Dabei will auch al-Bukari keine Pressefreiheit, die religiöse Gefühle verletzt. "Die Religion ist tabu, da sind wir uns alle einig." Ein Tabu, das in den Augen vieler Muslime aber bereits verletzt ist, wenn ein Bild des Propheten in einer arabischen Zeitung abgedruckt wird – und sei es zu Dokumentationszwecken.

Wenn die Regierung solche Freiheiten beschneidet, wird sie – gerade in einer äußerst konservativen Gesellschaft wie der jemenitischen – auf keine Widerstände stoßen. Und kann versuchen, im gleichen Moment auch die politischen Freiräume einzugrenzen.

"Die Pressefreiheit beschneiden, um die Gesellschaft zu schützen", so interpretiert al-Bukari die amtliche Strategie. Dazu gehört dann natürlich auch der Schutz des Präsidenten vor unliebsamer Kritik.

Während "Observer"-Chef al-Asadi noch auf seinen Prozess wartet, wurde der Chefredakteur des sozialistischen Parteiorgans "al-Thauri", Khalid Salman, kürzlich zu zwei Jahren Gefängnis verurteilt, zwei seiner Kollegen zu jeweils zwölf Monaten. Sie hätten über Korruption berichtet und damit den Staatschef beleidigt.

Imame fordern Todesstrafe für Redakteure

Mit dem Streit um die Mohammed-Zeichnungen werde das Meinungsklima weiter belastet, fürchtet die Medienwissenschaftlerin Raufa Hassan Alsharki. Die öffentliche Debatte sei jetzt mit einem weiteren Tabu belegt. Kaum jemand werde sich noch trauen, in der aufgeheizten Auseinandersetzung mit dem Westen öffentlich für Verständnis zu werben oder gar die Europäer zu verteidigen.

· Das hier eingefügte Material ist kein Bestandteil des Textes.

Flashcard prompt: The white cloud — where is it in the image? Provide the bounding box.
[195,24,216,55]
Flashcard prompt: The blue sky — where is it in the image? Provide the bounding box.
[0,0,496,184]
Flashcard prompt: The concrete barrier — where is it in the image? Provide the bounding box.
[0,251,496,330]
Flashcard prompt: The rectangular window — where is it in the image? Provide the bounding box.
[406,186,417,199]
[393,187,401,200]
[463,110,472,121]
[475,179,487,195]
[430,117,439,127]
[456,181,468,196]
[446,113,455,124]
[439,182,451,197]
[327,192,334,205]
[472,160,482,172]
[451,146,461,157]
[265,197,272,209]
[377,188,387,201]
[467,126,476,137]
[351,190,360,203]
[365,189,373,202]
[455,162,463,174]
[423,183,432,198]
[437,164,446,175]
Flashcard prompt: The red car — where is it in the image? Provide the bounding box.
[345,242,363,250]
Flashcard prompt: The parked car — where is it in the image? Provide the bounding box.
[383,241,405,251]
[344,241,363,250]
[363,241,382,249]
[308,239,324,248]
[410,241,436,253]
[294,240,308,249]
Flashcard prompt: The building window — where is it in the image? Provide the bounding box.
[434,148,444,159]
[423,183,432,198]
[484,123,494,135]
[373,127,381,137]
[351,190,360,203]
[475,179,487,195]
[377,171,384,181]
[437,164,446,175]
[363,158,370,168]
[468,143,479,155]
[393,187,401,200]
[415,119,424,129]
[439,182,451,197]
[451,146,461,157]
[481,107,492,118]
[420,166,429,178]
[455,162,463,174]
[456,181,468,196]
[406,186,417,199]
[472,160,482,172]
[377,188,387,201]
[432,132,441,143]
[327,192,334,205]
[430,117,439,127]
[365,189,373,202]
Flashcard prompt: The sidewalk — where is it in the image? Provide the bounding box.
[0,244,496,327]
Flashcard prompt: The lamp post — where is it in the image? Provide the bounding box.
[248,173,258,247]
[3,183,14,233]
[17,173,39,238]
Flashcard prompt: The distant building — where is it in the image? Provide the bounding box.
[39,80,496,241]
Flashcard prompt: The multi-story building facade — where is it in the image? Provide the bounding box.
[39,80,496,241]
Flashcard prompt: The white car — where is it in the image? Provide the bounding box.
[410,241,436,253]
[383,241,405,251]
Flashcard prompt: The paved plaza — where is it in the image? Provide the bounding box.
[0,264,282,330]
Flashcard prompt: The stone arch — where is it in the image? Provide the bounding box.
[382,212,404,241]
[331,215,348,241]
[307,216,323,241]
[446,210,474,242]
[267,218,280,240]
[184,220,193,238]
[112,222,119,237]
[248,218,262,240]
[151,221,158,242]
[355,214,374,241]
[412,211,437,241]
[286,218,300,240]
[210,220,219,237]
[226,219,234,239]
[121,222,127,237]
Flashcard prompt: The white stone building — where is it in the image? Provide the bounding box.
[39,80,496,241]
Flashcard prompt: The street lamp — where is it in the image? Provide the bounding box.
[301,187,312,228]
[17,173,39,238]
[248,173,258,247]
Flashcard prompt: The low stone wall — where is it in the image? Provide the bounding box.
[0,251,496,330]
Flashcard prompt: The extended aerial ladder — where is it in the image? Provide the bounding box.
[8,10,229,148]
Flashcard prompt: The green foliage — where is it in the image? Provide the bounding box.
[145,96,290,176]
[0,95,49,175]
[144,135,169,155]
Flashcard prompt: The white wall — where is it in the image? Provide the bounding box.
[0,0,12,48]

​​Und falls doch, dann sorgen die Radikalen bereits vor: Einige Imame forderten die Todesstrafe für die Chefredakteure der verbotenen Zeitungen. Mit einer einzigen Predigt hat der radikale Scheich Abdul Majid al-Zindani diese Woche angeblich bereits fast 90.000 Euro unter seinen Anhängern eingesammelt. "Um unliebsame Journalisten ruhig zu stellen, die die Pressefreiheit verteidigen", sagt Alsharki.

Dabei geht es in den Augen der prominenten Medienwissenschaftlerin schon gar nicht mehr um Pressefreiheit oder verletzte religiöse Gefühle. Der Streit sei politisch motiviert, den Islamisten ein willkommener Anlass zur Mobilisierung ihrer Anhängerschaft. Alsharki wirft ihnen vor, die Religiosität der Menschen auszunutzen, indem sie sich als die einzig wahren Verteidiger Mohammeds darstellten.

Ein gesellschaftliches Klima entsteht, in dem kritische und versöhnliche Stimmen keinen Platz mehr haben. Angesichts der öffentlichen Aufregung habe die Regierung unter Druck gestanden, gegen Zeitungen vorzugehen, die die Karikaturen nachgedruckt hätten, sagt Felix Eikenberg, Leiter des Büros der Friedrich-Ebert-Stiftung in Sanaa. "Das religiöse Tabu ist in der arabischen Welt viel größer."

Alsharki fürchtet, die innenpolitische Debatte im Jemen werde noch bis zu den Präsidentschaftswahlen im September durch die Karikaturen bestimmt – "egal, wer sich jetzt noch entschuldigt".

Einige auf Schlammschlachten spezialisierte Zeitungen haben bereits ein neues Schimpfwort entdeckt: Vergangene Woche wurde al-Bukari in der offiziellen Presse als "Agent Dänemarks" diffamiert – weil er vergangenes Jahr einen von Kopenhagen finanzierten Lehrgang für Journalisten in Sanaa koordiniert hatte.